# My family is complicated, and I'm really upset and worried right now



## Gwynevere (Oct 6, 2013)

Sorry, this isn't really so much an SA issue, just an issue in my life. But I don't really have people I can talk to outside of this site, and I really need to talk to someone about this.

So I've never discussed much about my family on here because it's messy and not really relevant to anything I've asked on here before. Just a quick background: I'm adopted, by my biological mother's brother and his wife, because my biological dad died before I was born and she was emotionally, mentally, and financially unable to raise me. My bio-mom has been somewhat involved in my life, more when I was too young to remember, but not very involved past 8 or so when she moved away, and I only see her infrequently. She's currently living a few hours away, remarried, and has young children. 

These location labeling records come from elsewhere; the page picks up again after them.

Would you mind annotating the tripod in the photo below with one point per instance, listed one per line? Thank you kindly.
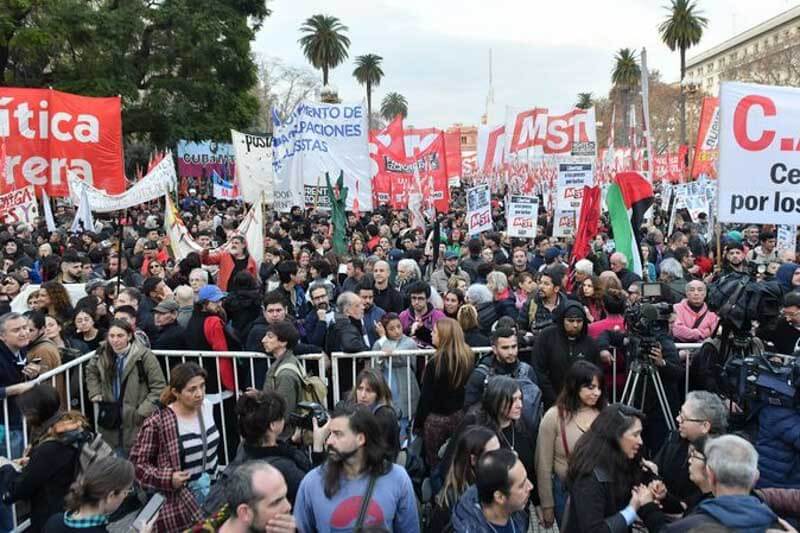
(642, 371)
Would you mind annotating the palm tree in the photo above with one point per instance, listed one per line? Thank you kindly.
(324, 43)
(368, 72)
(585, 101)
(625, 76)
(682, 29)
(394, 104)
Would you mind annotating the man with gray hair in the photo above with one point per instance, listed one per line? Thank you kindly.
(702, 414)
(256, 498)
(619, 265)
(732, 470)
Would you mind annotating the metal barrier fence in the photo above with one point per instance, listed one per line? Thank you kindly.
(64, 379)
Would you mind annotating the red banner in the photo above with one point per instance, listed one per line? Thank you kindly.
(47, 133)
(706, 150)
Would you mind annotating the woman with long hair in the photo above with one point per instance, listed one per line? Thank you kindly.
(372, 391)
(442, 397)
(401, 374)
(176, 449)
(54, 299)
(125, 380)
(93, 497)
(51, 458)
(606, 479)
(86, 329)
(469, 445)
(579, 403)
(590, 294)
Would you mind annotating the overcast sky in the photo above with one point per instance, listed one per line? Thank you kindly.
(436, 53)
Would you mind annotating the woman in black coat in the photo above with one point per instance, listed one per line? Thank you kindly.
(606, 476)
(53, 457)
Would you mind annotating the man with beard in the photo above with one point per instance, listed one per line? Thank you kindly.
(355, 473)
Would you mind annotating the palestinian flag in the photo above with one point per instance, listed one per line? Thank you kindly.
(629, 197)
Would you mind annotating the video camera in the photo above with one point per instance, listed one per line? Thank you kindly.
(303, 414)
(769, 378)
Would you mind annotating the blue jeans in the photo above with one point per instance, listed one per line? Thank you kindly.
(559, 498)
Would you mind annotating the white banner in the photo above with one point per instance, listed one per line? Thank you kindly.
(254, 166)
(319, 138)
(521, 215)
(787, 237)
(759, 159)
(158, 182)
(572, 178)
(479, 209)
(536, 131)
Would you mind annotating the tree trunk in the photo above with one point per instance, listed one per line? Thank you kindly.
(683, 96)
(369, 105)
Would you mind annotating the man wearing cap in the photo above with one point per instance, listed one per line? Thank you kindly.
(449, 269)
(235, 259)
(169, 334)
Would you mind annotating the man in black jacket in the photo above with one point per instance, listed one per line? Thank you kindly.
(559, 345)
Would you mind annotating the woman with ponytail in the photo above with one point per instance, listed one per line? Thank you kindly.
(185, 424)
(93, 497)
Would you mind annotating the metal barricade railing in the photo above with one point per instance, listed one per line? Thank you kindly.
(73, 392)
(378, 358)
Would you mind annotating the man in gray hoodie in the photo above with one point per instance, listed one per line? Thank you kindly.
(498, 500)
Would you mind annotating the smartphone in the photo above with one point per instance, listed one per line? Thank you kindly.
(149, 511)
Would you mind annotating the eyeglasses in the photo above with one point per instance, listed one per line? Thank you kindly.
(684, 418)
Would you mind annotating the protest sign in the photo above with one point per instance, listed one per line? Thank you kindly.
(19, 206)
(254, 167)
(572, 178)
(198, 159)
(479, 209)
(317, 138)
(759, 159)
(521, 215)
(706, 152)
(46, 134)
(787, 237)
(572, 133)
(158, 182)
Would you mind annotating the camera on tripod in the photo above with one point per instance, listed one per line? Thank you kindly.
(769, 378)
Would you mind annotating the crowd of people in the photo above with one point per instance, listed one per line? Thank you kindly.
(511, 420)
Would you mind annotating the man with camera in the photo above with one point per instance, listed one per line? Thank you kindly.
(356, 487)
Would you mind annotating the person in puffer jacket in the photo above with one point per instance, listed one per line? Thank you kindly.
(481, 501)
(694, 321)
(778, 447)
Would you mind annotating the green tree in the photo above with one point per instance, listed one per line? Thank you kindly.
(682, 29)
(184, 68)
(394, 104)
(324, 43)
(585, 101)
(368, 72)
(625, 76)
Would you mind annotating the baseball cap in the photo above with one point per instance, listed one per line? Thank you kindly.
(167, 306)
(210, 293)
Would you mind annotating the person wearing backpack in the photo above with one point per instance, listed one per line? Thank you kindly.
(52, 462)
(504, 361)
(283, 376)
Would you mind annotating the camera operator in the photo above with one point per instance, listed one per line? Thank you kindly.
(784, 333)
(648, 343)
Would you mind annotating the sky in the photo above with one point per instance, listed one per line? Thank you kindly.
(436, 53)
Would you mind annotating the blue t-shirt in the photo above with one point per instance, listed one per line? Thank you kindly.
(392, 505)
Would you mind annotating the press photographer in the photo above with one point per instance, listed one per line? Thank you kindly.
(655, 372)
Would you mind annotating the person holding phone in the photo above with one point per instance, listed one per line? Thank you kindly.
(94, 497)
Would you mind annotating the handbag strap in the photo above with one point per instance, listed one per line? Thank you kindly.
(203, 437)
(362, 513)
(563, 429)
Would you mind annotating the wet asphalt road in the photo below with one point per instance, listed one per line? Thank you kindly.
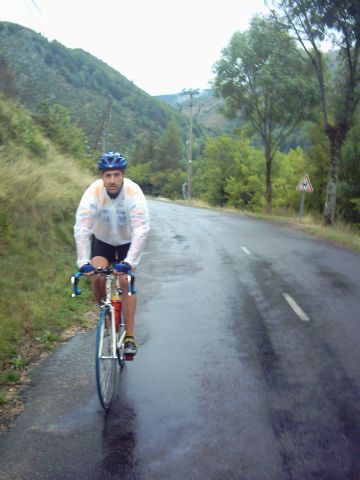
(248, 366)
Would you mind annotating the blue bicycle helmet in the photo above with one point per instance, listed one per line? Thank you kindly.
(112, 161)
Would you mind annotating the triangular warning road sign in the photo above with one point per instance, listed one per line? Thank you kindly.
(305, 185)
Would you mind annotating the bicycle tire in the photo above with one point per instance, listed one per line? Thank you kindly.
(105, 362)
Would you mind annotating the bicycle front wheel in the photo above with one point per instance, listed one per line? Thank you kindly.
(105, 359)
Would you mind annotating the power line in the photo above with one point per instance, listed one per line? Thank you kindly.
(190, 93)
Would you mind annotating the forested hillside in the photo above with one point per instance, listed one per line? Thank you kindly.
(41, 74)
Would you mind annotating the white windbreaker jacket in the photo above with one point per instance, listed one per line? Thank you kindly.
(124, 219)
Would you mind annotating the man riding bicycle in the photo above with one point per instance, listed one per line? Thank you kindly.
(113, 213)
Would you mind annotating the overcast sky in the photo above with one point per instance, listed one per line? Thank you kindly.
(163, 46)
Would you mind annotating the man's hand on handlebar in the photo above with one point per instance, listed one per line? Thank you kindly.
(122, 268)
(87, 269)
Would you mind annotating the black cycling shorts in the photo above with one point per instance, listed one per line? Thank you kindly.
(112, 253)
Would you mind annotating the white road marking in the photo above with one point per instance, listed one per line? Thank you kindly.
(299, 312)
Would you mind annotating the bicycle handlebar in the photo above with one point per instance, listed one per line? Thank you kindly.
(101, 271)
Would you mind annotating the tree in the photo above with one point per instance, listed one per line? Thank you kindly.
(263, 76)
(314, 22)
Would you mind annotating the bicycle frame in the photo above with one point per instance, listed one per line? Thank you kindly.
(109, 339)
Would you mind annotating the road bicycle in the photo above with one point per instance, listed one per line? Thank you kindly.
(109, 350)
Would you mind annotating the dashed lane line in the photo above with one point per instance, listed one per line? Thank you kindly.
(298, 310)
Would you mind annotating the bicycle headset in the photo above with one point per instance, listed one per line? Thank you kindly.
(112, 161)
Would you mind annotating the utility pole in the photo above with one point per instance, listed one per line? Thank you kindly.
(190, 93)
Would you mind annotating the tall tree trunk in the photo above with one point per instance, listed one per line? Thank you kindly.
(268, 162)
(336, 136)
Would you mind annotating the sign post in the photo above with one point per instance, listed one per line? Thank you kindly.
(303, 186)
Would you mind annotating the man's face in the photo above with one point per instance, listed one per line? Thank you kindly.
(113, 180)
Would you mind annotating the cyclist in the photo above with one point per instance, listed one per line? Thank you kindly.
(112, 222)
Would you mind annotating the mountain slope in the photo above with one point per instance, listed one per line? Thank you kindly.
(34, 70)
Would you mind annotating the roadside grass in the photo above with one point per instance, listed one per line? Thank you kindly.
(37, 206)
(340, 234)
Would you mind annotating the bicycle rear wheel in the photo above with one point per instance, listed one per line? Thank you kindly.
(105, 359)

I never developed any real attachment to her, and I don't particularly like her. I see and treat her as a non-close relative. It really embarrasses me though that she's one of the few family members that gives me a lot of anxiety when talking to. I don't know her husband well at all, I've never been willing to talk to him. 

----

To my current issue: She wants me to come live with them after my summer classes end for the rest of the summer until school starts 

She told me yesterday on father's day and I was up all night feeling sick about this. I told my parents I don't want to but they think it's a good idea and want me to have a better relationship with her and get to know my half-siblings. Apparently they were talking about it together behind my back for weeks. 

I'm freaking out because I really don't want to do this. But, I tried telling them no and they said I didn't have any real reason to stay here since I won't be in school or working. And then tried to guilt me into agreeing because it's rude that I don't want to get to know my 'mother'. They think it would be good for me but I don't see how.


----------



## Gwynevere (Oct 6, 2013)

failoutboy said:


> I don't know what I'd do. How young are the children? I'd only go because of them, pretty much. Since technically they are your half sisters.


9 and 5.


----------



## Gwynevere (Oct 6, 2013)

failoutboy said:


> I don't know what I'd do. How young are the children? I'd only go because of them, pretty much. Since technically they are your half siblings.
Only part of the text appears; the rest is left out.